Whether the complex is private or public, the fact remains that, compared with what Westerners are used to, the apartments are small. Thus, your home mostly is for you and your family – if you’re catching up with other people, you go out. So, if you don’t live in an apartment, if you’re just passing through, the closest you may come to seeing one is snapping a picture of washing hanging out of a 13th-floor window for your Instagram. Thus, you don’t know what life is like for half the population – Hong Kong to the tourist eye is Michelin-starred dim sum and cheap knockoffs in marketplaces.
My love of these apartment complexes is bolstered by both novelty and nostalgia. You can’t extract the place from the memory – of my ah poh (maternal grandmother) taking me by the hand and going to the 7-Eleven for ice-cream every night when I visited as a child. Of going a week without speaking or hearing a word of English. Of eating breakfast with my cousin at a hole-in-the-wall restaurant that has only a Chinese-language menu while a metre away an old man goes for broke on the exercise machine provided by the government to promote better health.
But there are problems, too. To name the estate you live in automatically gives an indication of your financial situation, your class. As with suburbs in Australia, once people know which one you’re from, they’ll make assumptions.
It’s not even simply a case of private versus public. Within the public housing scheme itself there are strata – whether you own your own subsidised home or are renting, which territory it’s located in, how old the building is. When you’re applying for a spot at a high-demand school for your child, a job, or membership at one of Hong Kong’s prestigious clubs, it’s not uncommon to give the address of a friend who lives in a more desirable location so as not to be discriminated against based on where you live.

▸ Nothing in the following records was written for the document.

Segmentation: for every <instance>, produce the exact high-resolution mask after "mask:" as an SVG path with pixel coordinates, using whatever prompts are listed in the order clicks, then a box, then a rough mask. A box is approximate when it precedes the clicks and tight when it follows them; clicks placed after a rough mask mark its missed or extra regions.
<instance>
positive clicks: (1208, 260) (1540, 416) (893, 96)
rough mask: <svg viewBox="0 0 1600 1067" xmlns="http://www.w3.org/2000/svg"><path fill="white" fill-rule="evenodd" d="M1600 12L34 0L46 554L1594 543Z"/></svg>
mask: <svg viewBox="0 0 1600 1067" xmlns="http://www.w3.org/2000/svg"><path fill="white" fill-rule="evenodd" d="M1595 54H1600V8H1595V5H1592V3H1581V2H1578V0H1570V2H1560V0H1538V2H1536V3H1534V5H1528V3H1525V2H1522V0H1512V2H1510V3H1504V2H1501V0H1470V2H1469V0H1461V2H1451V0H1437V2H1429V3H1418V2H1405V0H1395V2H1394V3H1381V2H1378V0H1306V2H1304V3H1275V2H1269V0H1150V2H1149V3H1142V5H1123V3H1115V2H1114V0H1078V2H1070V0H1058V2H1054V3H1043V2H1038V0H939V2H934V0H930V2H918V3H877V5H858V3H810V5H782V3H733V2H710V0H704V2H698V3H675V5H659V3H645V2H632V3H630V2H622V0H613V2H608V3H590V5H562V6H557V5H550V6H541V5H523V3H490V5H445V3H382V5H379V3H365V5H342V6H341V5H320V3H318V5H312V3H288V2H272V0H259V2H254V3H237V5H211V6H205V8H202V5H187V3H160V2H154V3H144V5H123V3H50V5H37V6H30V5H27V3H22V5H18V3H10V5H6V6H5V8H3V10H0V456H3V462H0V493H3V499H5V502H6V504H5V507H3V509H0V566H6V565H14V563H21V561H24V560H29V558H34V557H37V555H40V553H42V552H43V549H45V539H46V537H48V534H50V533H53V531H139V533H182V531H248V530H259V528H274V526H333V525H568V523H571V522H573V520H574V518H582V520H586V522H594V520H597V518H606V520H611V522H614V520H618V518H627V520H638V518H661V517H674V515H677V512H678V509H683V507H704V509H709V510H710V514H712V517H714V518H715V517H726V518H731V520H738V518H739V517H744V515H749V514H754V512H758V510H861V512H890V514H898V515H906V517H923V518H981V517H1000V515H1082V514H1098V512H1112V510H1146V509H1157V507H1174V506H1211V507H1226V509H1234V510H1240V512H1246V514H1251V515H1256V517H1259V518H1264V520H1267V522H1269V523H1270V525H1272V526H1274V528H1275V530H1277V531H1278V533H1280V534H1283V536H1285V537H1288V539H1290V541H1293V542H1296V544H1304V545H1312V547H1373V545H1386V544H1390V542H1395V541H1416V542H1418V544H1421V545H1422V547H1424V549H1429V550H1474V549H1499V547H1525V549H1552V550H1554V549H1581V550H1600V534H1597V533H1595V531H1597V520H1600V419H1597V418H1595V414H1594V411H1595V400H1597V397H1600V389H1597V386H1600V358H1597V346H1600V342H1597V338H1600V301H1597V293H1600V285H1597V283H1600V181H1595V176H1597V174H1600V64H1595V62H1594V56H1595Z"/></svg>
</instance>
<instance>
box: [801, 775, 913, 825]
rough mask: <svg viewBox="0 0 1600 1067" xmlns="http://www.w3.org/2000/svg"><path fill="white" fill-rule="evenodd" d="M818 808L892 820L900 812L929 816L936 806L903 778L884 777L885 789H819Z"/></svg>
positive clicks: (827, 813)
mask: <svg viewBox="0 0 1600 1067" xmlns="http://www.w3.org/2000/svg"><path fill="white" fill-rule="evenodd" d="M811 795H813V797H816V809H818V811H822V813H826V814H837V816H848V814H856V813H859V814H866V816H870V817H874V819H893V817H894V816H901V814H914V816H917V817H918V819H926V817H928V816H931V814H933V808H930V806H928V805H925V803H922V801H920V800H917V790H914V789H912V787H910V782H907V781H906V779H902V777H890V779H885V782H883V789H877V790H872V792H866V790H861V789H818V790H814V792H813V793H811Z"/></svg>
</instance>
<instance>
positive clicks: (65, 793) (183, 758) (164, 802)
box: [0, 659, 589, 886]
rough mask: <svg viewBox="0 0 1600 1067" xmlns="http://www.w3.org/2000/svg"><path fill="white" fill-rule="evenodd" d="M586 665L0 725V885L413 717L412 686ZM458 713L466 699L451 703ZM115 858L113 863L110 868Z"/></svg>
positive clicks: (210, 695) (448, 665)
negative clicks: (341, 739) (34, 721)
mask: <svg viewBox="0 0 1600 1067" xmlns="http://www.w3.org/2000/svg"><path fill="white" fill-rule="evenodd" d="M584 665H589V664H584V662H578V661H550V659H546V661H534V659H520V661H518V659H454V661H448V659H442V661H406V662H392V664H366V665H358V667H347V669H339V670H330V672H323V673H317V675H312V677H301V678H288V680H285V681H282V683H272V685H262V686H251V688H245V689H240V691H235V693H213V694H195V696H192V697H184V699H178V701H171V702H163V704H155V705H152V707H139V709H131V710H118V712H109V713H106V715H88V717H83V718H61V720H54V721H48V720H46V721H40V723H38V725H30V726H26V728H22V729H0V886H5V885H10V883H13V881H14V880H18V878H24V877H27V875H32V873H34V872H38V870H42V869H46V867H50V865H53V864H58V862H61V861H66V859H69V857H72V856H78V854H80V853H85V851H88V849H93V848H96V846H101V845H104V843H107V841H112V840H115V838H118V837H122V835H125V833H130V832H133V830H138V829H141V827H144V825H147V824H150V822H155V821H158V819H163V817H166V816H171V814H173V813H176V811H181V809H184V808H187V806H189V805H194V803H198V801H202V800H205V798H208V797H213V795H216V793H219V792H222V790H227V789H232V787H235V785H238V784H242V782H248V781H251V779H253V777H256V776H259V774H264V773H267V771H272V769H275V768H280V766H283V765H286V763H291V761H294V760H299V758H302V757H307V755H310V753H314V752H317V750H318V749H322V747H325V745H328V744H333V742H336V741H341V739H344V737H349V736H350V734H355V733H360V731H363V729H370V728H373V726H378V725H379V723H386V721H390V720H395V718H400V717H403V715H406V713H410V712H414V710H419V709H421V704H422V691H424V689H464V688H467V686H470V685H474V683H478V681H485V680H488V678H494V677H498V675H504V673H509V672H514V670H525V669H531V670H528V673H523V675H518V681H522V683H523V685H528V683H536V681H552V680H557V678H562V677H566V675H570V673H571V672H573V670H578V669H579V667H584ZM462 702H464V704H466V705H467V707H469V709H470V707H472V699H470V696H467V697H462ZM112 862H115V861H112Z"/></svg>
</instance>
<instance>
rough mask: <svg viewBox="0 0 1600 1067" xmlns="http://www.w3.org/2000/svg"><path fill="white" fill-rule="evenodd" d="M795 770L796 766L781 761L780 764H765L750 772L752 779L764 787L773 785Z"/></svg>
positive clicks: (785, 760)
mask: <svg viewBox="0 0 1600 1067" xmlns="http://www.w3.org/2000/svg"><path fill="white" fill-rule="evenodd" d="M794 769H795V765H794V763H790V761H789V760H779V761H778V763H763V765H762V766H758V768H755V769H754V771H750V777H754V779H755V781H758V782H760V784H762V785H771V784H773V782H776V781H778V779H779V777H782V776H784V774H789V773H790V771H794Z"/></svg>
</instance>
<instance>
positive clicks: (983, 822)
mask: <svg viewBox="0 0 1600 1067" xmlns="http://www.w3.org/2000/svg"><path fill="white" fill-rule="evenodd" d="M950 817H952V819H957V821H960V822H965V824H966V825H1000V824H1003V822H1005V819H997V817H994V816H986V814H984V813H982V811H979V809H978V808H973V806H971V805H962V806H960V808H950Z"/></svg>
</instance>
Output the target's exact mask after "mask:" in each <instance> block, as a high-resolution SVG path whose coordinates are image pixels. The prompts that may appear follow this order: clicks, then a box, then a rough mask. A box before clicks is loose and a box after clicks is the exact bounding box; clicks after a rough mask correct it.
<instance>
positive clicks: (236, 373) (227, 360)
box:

These are the problems when the system is working. In the past few years, however, things have started to fail – and there is a general feeling that the government has dropped the ball. For public housing the demand is high and the waiting lists are long. There aren’t enough new buildings going up. The ownership schemes have oscillated between being paused and being slowed. People who fall between the gaps – those who are waiting and those who are ineligible – are vulnerable. Demand for housing has led to the rise of tong fong – or, to paraphrase, dissected rooms. Some are legal, others not – but they see already small apartments divided into micro apartments, ranging between 40 and 60 square feet. For context, a king-sized bed is about 42 square feet (3.9 square metres). Some tenants are forced to share basic facilities such as bathrooms while still paying high prices. It’s also not always just one person living in a tong fong – it’s often couples and families.
Hong Kong’s public apartment complexes are, to me, a microcosm of Hong Kong itself. Not just in what they are – a hub of food, of language, of community – but in what is happening to them and where their future lies. I worry that their days are numbered, that what we see now is not sustainable. The private sector remains out of reach for most, which bottlenecks the system. Hong Kong is bursting at the seams and, instead of adding a stitch in time, it is being allowed to tear.